埼玉ですと、児玉郡神川町二ノ宮 金鑚神社(かなさな)の周辺でも子持勾玉が出ていて、ここも児玉郡という玉に関わりがありそうな地名、神川町二ノ宮という神さびた地名がみられます。
また謎を探究してみたくなりました。ありがとうございました。
Unknown (ゆき)
2020-08-19 22:45:01
ホームページが更新されました。
https://www.saimaibun.or.jp/ka/10886.htm

先日の現地説明会の資料です。
https://www.saimaibun.or.jp/wp/wp-content/uploads/2020/08/76cfc6333cc3a2bf640e78985de771cd.pdf
Unknown (ツツコワケ)
2020-08-20 19:15:15
ゆきさんこんばんは。
また情報をありがとうございます。
見て驚きました。子持勾玉がごろごろ。
本来5世紀が中心ですが、6~7世紀と、だいぶ時代が後のもののようです。形がだいぶ省略化されているように見えます。
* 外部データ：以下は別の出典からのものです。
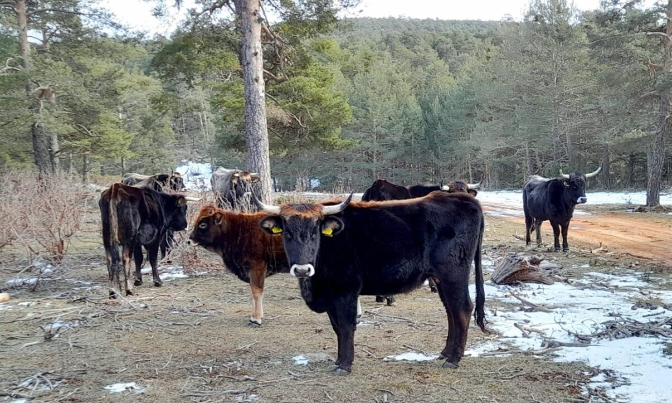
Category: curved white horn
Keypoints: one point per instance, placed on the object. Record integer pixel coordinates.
(328, 210)
(590, 175)
(266, 208)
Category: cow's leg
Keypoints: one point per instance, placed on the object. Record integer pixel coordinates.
(359, 311)
(257, 277)
(127, 256)
(433, 284)
(454, 292)
(556, 235)
(153, 255)
(345, 313)
(537, 228)
(138, 257)
(565, 227)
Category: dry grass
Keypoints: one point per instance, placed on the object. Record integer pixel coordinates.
(43, 215)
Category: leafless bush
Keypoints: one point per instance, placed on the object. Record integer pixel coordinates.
(46, 213)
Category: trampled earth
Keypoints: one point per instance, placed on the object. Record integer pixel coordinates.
(62, 339)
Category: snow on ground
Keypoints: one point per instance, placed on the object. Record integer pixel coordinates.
(122, 387)
(642, 370)
(514, 198)
(300, 360)
(196, 176)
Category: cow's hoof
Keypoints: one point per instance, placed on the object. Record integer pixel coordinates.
(341, 371)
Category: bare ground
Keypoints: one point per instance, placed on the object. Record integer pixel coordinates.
(189, 340)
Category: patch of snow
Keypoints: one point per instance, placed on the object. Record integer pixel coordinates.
(17, 282)
(639, 361)
(196, 176)
(300, 360)
(123, 387)
(411, 356)
(246, 398)
(514, 198)
(487, 347)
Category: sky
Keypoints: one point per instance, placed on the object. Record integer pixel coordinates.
(137, 14)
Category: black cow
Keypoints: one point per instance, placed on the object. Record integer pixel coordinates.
(382, 248)
(382, 190)
(230, 187)
(159, 182)
(553, 200)
(134, 217)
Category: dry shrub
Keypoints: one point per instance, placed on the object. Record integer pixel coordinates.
(46, 212)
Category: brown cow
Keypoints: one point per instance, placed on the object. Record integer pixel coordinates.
(247, 251)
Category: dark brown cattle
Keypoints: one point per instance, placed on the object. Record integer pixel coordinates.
(382, 248)
(382, 190)
(132, 218)
(247, 251)
(158, 182)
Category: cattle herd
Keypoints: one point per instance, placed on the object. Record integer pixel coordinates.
(390, 242)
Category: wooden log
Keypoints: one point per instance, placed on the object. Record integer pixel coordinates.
(514, 269)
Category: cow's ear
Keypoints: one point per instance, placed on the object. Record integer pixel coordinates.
(332, 226)
(272, 224)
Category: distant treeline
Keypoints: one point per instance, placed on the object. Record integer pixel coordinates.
(407, 100)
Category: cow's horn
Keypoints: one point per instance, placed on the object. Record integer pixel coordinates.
(590, 175)
(266, 208)
(328, 210)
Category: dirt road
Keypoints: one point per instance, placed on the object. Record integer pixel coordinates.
(640, 235)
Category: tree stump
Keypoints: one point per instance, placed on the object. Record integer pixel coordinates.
(514, 269)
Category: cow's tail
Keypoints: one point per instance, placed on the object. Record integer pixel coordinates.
(479, 313)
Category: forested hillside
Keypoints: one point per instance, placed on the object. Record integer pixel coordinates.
(407, 100)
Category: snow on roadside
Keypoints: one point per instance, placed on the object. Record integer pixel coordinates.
(196, 176)
(639, 362)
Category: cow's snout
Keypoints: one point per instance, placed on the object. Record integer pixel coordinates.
(302, 270)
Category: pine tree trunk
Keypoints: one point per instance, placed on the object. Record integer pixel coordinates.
(40, 143)
(655, 158)
(252, 61)
(606, 166)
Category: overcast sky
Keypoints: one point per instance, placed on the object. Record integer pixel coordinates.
(137, 14)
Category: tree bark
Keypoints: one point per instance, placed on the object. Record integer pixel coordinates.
(655, 158)
(251, 58)
(40, 142)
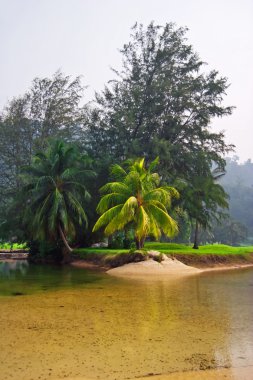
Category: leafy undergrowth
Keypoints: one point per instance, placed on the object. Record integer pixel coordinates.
(206, 256)
(213, 249)
(172, 248)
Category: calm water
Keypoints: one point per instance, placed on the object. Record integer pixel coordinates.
(71, 323)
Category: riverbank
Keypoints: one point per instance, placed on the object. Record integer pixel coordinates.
(176, 265)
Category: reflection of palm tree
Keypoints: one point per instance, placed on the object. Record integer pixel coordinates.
(136, 198)
(55, 192)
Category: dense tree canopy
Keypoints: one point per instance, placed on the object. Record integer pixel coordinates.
(55, 191)
(161, 103)
(136, 198)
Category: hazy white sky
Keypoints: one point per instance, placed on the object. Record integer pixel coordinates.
(37, 37)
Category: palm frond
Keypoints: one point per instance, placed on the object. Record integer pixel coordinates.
(110, 200)
(107, 217)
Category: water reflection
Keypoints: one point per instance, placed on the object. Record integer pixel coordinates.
(11, 268)
(21, 278)
(123, 329)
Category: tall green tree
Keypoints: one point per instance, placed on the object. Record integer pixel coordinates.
(202, 197)
(136, 198)
(51, 108)
(55, 193)
(161, 103)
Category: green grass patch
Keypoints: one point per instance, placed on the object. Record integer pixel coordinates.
(171, 248)
(13, 246)
(210, 249)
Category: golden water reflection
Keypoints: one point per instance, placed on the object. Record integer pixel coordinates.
(124, 329)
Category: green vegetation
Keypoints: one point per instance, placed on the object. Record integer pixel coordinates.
(214, 249)
(137, 199)
(55, 191)
(9, 246)
(161, 104)
(172, 248)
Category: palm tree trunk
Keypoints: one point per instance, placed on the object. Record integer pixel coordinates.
(138, 243)
(68, 248)
(195, 245)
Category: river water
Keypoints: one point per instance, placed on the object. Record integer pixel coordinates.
(58, 323)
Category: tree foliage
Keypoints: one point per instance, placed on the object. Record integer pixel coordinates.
(55, 191)
(136, 197)
(161, 103)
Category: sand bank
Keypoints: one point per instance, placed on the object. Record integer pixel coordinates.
(242, 373)
(151, 267)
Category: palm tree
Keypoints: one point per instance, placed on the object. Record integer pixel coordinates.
(55, 191)
(203, 198)
(136, 198)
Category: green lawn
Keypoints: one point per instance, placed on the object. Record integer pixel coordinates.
(172, 248)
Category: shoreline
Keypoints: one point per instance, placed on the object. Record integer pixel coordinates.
(156, 271)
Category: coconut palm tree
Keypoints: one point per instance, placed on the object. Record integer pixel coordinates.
(55, 192)
(136, 198)
(202, 197)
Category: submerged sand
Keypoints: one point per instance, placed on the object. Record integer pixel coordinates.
(152, 268)
(241, 373)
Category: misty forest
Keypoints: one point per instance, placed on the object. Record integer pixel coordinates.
(155, 116)
(126, 224)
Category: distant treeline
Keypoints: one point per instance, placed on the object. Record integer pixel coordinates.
(162, 103)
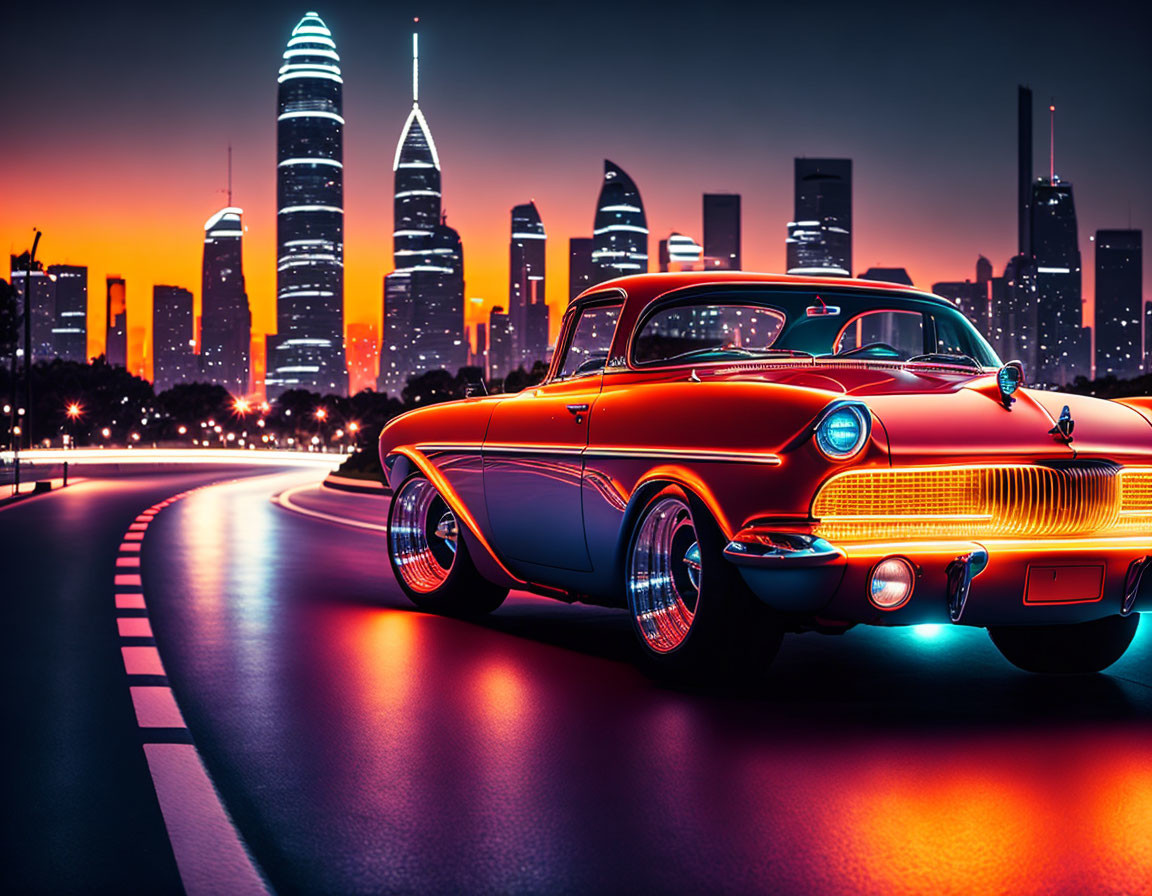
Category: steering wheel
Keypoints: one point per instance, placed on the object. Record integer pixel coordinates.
(880, 348)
奈良大の現地主義の魂で、現地に行ってみたいところですが、学校ももう今週で夏休みが終わりだし、猛暑だし、身動きが取れずに終わり、という感じです。
またよろしくお願いします。
Unknown (ゆき)
2020-08-21 10:20:29
ここの遺跡は9/17で現場の作業は終了です。昨年12月からこちらで発掘作業のお手伝いをさせていただいておりますが、普段は博物館で見るような土器などの遺物を間近で見たり、取り上げたり貴重な経験をさせていただきました。
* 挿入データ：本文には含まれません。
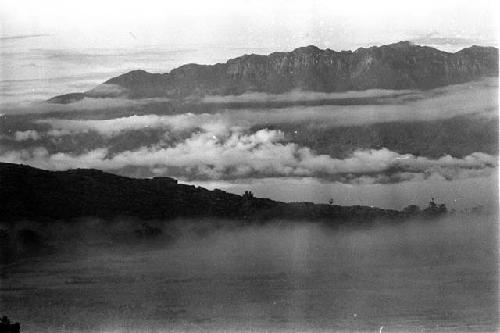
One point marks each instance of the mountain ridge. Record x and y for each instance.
(29, 193)
(397, 66)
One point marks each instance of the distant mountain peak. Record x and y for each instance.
(401, 65)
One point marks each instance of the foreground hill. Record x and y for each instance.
(34, 194)
(401, 65)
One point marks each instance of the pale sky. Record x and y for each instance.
(279, 25)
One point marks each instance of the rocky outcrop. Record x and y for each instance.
(28, 193)
(401, 65)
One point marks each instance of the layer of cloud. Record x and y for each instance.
(26, 135)
(232, 153)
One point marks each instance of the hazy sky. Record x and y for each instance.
(267, 24)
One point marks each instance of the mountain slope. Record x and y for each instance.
(396, 66)
(28, 193)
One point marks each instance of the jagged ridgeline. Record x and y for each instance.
(28, 193)
(401, 65)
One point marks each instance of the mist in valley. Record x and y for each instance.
(212, 275)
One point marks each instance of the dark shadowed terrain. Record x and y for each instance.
(215, 275)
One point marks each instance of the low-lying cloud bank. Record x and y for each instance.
(220, 152)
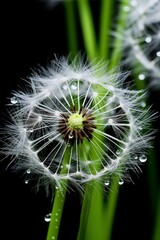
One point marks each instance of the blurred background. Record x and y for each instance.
(32, 33)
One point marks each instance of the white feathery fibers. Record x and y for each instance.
(110, 136)
(142, 38)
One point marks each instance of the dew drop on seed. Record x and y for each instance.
(74, 86)
(13, 100)
(142, 158)
(118, 152)
(47, 217)
(121, 182)
(64, 87)
(141, 77)
(28, 171)
(70, 136)
(95, 94)
(26, 181)
(134, 3)
(158, 54)
(31, 130)
(57, 113)
(110, 121)
(126, 8)
(148, 39)
(106, 183)
(135, 157)
(143, 104)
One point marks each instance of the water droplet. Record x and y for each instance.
(126, 8)
(118, 152)
(135, 157)
(68, 166)
(143, 104)
(121, 182)
(106, 183)
(158, 54)
(26, 181)
(74, 86)
(95, 94)
(39, 118)
(47, 217)
(57, 113)
(70, 136)
(148, 39)
(65, 87)
(142, 158)
(14, 100)
(28, 171)
(31, 130)
(141, 76)
(134, 3)
(110, 121)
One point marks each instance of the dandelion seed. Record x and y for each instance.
(81, 132)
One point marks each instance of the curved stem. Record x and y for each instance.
(59, 201)
(106, 14)
(156, 229)
(56, 214)
(88, 30)
(121, 24)
(71, 27)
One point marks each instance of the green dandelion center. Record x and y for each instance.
(75, 121)
(77, 125)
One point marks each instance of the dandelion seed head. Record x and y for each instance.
(79, 128)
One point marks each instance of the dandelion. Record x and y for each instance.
(76, 123)
(141, 40)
新聞等の報道関係の発表も、この御時世なので現場の作業が終わり、整理作業に入ってからになるそうです。我々作業員にも守秘義務があるので詳しくは、発表を楽しみにお待ちください。
Unknown (ツツコワケ)
2020-08-22 18:29:59
ゆきさん、ありがとうございます。
そのようなお仕事、私も一度やってみたいな、と思っていました。夏は暑い、冬は寒い、など大変なことも多いのでしょうけれども。定年後に元気で機会があれば雇ってもらえることがあるでしょうか?
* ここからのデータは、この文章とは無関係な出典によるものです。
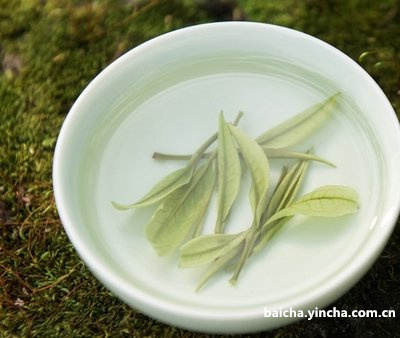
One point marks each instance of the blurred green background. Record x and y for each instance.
(49, 51)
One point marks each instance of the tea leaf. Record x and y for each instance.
(327, 201)
(284, 153)
(229, 174)
(258, 166)
(172, 181)
(220, 264)
(299, 127)
(283, 195)
(204, 249)
(172, 221)
(287, 188)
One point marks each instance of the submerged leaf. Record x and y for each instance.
(174, 218)
(284, 153)
(206, 248)
(287, 188)
(327, 201)
(258, 166)
(220, 263)
(229, 174)
(164, 187)
(172, 181)
(299, 127)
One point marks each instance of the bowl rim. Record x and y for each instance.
(176, 314)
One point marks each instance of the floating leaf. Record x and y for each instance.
(299, 127)
(229, 174)
(172, 221)
(205, 249)
(327, 201)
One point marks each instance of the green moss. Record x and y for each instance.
(49, 51)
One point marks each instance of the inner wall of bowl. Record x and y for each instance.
(166, 95)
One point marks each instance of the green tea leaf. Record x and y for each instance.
(172, 181)
(287, 188)
(258, 166)
(172, 221)
(327, 201)
(220, 263)
(284, 153)
(204, 249)
(229, 174)
(283, 195)
(299, 127)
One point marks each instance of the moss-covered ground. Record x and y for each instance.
(49, 51)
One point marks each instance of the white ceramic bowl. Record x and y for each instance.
(166, 95)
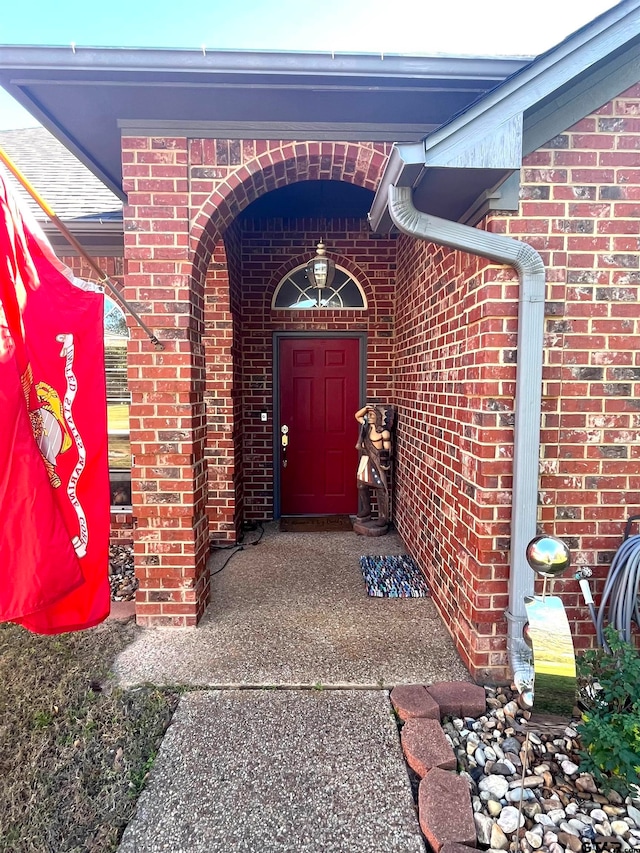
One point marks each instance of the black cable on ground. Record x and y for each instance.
(236, 548)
またプレス発表などの折りに、こちらにお知らせいただけるととてもうれしいです。今後ともよろしくお願い致します。
Unknown (ゆき)
2020-12-19 16:28:26
今月号を飾ってます
https://www.fujisan.co.jp/product/1281683105/new/
Unknown (ツツコワケ)
2020-12-20 19:23:10
ゆきさん、いつもありがとうございます。
その号を近日手に取り、読ませていただこうと思います。
少し前にも奈良で私有地の古墳から大きな子持勾玉が見つかったというニュースを見ました。そしてその子持勾玉が、二上山博物館で今週末まで展示されているとか。コロナその他でなかなか奈良まで行けず残念です。
また情報をお願いいたします。
おめでとうございます (ゆり)
2020-12-29 22:05:27
卒論、いい成績だったのですね(*^^*)

で、卒業かと思えば…スクーリング単位がのこってるのですね・・・
来夏?出席出来るといいですね~~

子持ち勾玉は初めて見ました。
勾玉は大好きで、旅の折には勾玉を購入してました。
普段使いのバックにも勾玉を漬けてあります。
大神神社で勾玉を買おう!! でも!いつ行けるんでしょう・・・(;^_^A
Unknown (ツツコワケ)
2020-12-30 15:28:33
ゆりさん、こちらにもコメントありがとうございます。
卒論は、もう5年前ですね。もう大学は卒業して、今は学芸員の資格を取るために科目等履修生をしています。
三輪山・大神神社と子持勾玉の謎は本当に私にとっては興味深いテーマです。
大神神社にはこの子持勾玉が売っているのでいつか見てみてください。多分子持勾玉を売っているのはここだけでしょうね。見た目はちょっとグロテスクとも思えますし。